After a bunch of research, I decided to try a service called SpamCop.NET (not spamcop.COM – a cheap imitation, and not spamcop.ORG – who are actually spammers). Here’s how SpamCop works: it encourages people to report spam and analyzes the full spam message, looking at the internal postmarks (these are the Received: lines in the envelope of an email message that you can see if you ask your mail client to show the internet headers, or full headers of the message). By analyzing these postmarks1, SpamCop can trace the actual origin of the message. By accumulating spam reports, SpamCop develops a database of known spam sources. It then uses this database to analyze new messages, and marks those coming from known spam sources as likely to also be spam.
The technique that SpamCop uses is known as DNS blacklisting2, which some find controversial because they feel it could block legitimate mail that happens to originate at the same computer the spammer is using. SpamCop gets around that issue by only holding mail from suspected spammers – it leaves it up to you to choose to accept or reject the suspected spam, and if you like, to mark a particular address as being okay to always pass through (by putting it on your whitelist.

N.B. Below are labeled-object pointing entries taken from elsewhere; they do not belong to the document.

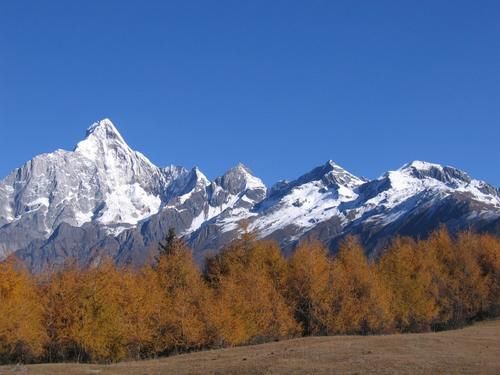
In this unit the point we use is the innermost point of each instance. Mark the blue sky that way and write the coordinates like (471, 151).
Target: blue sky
(281, 86)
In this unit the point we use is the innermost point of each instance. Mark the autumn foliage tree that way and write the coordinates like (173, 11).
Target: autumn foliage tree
(360, 303)
(405, 270)
(22, 333)
(247, 293)
(248, 278)
(309, 287)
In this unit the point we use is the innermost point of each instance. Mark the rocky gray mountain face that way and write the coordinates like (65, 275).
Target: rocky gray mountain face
(104, 199)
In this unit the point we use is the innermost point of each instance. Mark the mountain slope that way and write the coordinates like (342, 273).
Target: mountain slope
(104, 199)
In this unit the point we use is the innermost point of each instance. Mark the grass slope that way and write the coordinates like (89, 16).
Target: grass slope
(472, 350)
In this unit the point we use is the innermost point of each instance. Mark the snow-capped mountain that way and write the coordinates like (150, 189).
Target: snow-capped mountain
(104, 199)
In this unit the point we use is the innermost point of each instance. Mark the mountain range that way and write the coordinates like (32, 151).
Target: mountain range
(104, 199)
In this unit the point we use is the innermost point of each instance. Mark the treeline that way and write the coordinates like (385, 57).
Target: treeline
(248, 293)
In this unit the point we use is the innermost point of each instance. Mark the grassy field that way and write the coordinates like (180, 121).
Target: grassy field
(472, 350)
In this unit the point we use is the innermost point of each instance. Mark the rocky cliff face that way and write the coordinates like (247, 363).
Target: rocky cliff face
(104, 199)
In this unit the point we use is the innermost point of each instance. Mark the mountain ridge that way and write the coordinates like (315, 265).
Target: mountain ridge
(117, 200)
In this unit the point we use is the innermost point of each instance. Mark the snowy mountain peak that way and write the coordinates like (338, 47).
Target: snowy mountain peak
(240, 178)
(445, 174)
(101, 137)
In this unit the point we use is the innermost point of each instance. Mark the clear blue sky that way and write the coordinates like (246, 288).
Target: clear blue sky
(281, 86)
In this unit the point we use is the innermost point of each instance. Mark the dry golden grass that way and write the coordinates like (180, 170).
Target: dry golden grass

So, how do you use SpamCop.NET? After you sign up for an account, you can either arrange to have your old email address forward to your new SpamCop address, or you can configure SpamCop to pick up your mail from your old address. You have a choice of reading your mail using SpamCop’s web-based mail reader, or you can forward all unblocked mail to a new, private, email address (it can’t be your old address, or the mail will just go round and round in a loop). Keep this new address completely private – only SpamCop should know about it and only SpamCop should ever deliver mail there. You’ll need an email client that can be configured to pick up mail at your private address, but send mail using your public address to make this work best. (Unfortunately, AOL is not that flexible.)

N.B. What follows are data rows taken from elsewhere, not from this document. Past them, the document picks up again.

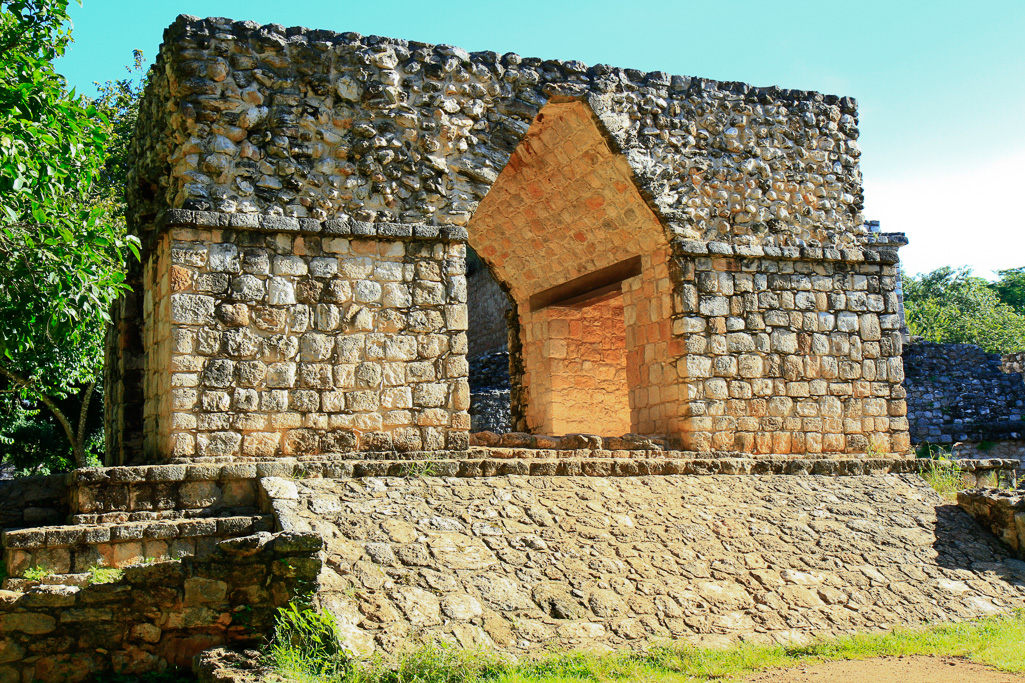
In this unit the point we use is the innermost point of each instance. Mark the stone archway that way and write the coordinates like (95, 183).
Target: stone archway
(586, 262)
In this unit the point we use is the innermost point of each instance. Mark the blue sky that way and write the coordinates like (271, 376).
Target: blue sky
(941, 85)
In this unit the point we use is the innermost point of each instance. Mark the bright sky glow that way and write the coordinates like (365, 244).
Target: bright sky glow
(941, 84)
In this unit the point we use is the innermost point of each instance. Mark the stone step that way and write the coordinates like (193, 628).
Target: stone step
(73, 549)
(163, 488)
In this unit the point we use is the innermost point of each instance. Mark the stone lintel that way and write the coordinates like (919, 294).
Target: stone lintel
(337, 227)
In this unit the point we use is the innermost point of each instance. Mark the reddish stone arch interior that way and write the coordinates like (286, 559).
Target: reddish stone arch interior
(586, 263)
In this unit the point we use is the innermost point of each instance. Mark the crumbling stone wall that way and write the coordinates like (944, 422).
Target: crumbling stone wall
(958, 393)
(569, 181)
(999, 512)
(297, 345)
(157, 615)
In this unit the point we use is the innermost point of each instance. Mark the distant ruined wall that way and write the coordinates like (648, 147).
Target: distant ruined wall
(959, 393)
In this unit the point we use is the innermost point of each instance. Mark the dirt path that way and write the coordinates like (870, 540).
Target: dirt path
(890, 670)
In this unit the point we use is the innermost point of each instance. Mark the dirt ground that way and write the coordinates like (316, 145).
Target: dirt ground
(890, 670)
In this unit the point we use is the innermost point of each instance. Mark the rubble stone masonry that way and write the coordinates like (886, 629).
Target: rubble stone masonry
(303, 198)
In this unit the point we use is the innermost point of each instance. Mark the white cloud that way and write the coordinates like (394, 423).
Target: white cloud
(968, 215)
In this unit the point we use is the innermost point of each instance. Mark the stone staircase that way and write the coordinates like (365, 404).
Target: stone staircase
(120, 517)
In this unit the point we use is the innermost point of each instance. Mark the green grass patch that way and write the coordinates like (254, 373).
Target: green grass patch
(945, 479)
(101, 574)
(37, 573)
(994, 641)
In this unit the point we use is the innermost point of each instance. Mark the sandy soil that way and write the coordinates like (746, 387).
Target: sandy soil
(890, 670)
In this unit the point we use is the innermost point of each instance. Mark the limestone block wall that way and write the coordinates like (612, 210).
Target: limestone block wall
(158, 615)
(270, 344)
(791, 355)
(561, 176)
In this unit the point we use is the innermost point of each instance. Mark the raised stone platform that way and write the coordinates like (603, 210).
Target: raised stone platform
(523, 563)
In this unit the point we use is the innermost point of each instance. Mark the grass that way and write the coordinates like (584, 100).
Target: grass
(101, 574)
(945, 479)
(995, 641)
(37, 573)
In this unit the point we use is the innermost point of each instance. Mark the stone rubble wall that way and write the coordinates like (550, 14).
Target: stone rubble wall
(157, 615)
(285, 345)
(584, 383)
(958, 393)
(527, 563)
(1000, 512)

Yes, it’s a bit contorted, but that is only if you want to keep your old public address around. If you are just as happy to discard your old public address, you can just use your SpamCop address as your public address. If you have a number of public addresses, like a free one from your alma mater, or a professional society, you can forward those to your SpamCop account too, and pick up all your mail in one place.

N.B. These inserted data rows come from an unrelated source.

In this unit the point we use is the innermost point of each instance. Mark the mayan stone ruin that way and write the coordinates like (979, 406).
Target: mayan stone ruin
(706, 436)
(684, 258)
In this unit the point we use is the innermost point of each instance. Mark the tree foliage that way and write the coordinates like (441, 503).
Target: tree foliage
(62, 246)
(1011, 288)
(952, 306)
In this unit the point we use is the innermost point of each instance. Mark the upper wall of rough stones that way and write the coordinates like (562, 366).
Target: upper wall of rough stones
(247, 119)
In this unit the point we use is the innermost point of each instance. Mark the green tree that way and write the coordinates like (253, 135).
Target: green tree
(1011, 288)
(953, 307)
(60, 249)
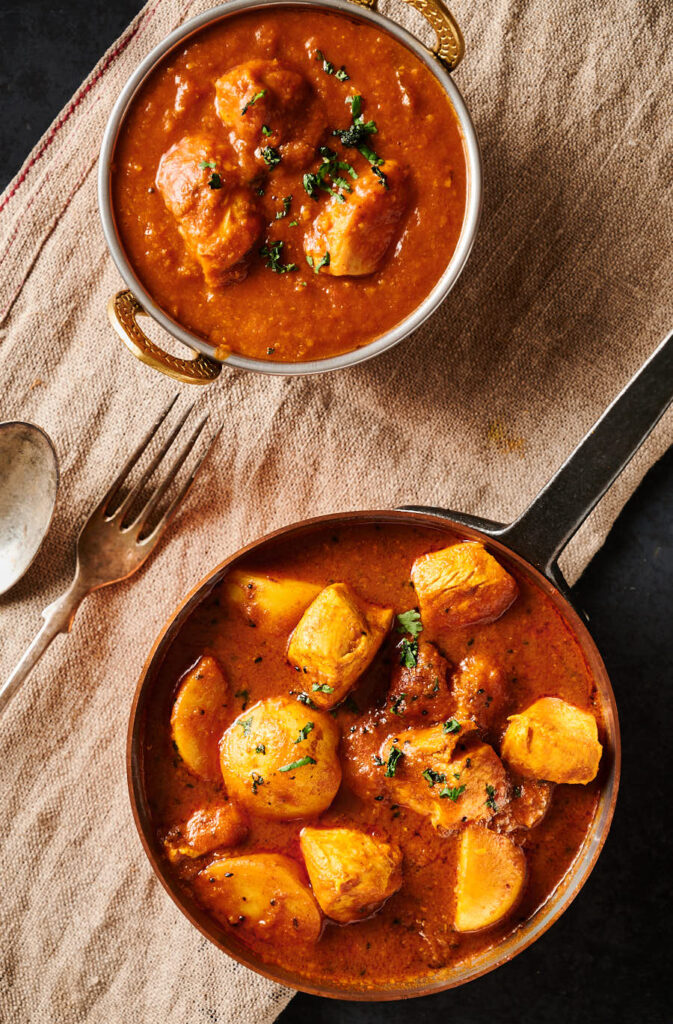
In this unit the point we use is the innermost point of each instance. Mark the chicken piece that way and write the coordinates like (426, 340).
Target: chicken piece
(335, 641)
(421, 691)
(444, 777)
(279, 759)
(530, 802)
(478, 688)
(206, 830)
(263, 896)
(276, 605)
(553, 740)
(199, 717)
(461, 586)
(351, 872)
(266, 103)
(358, 232)
(216, 215)
(492, 872)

Recently, SpamCop has added two new features, virus scanning and a filter that analyzes email for spam-like content (the particular filter SpamCop is using is called SpamAssassin (again not to be confused with spamassassin.com or spamassassin.net, two commercial sites trying to capitalize on spamassassin.org‘s success). The virus filter simply discards messages with viruses in them. They never reach your inbox. SpamAssassin uses a number of heuristics including Vipul’s Razor to score messages, and messages with a high spam-like score will be held for your approval before being sent to your inbox.
1. Postmarks can be forged too, but SpamCop.NET is careful to trace the postmarks backwards from known trustworthy sources and to discard any that could be forged. If you want the gory details – the postmark is applied by the computer that receives the message (hence the Received: moniker), and records the IP address of the sending computer. This address cannot be forged, since the two computers have to carry on a two-way conversation to deliver the message.
2. Blacklists and whitelists use the traditional definition of good and evil. Addresses on a blacklist are considered evil, those on the whitelist are considered good.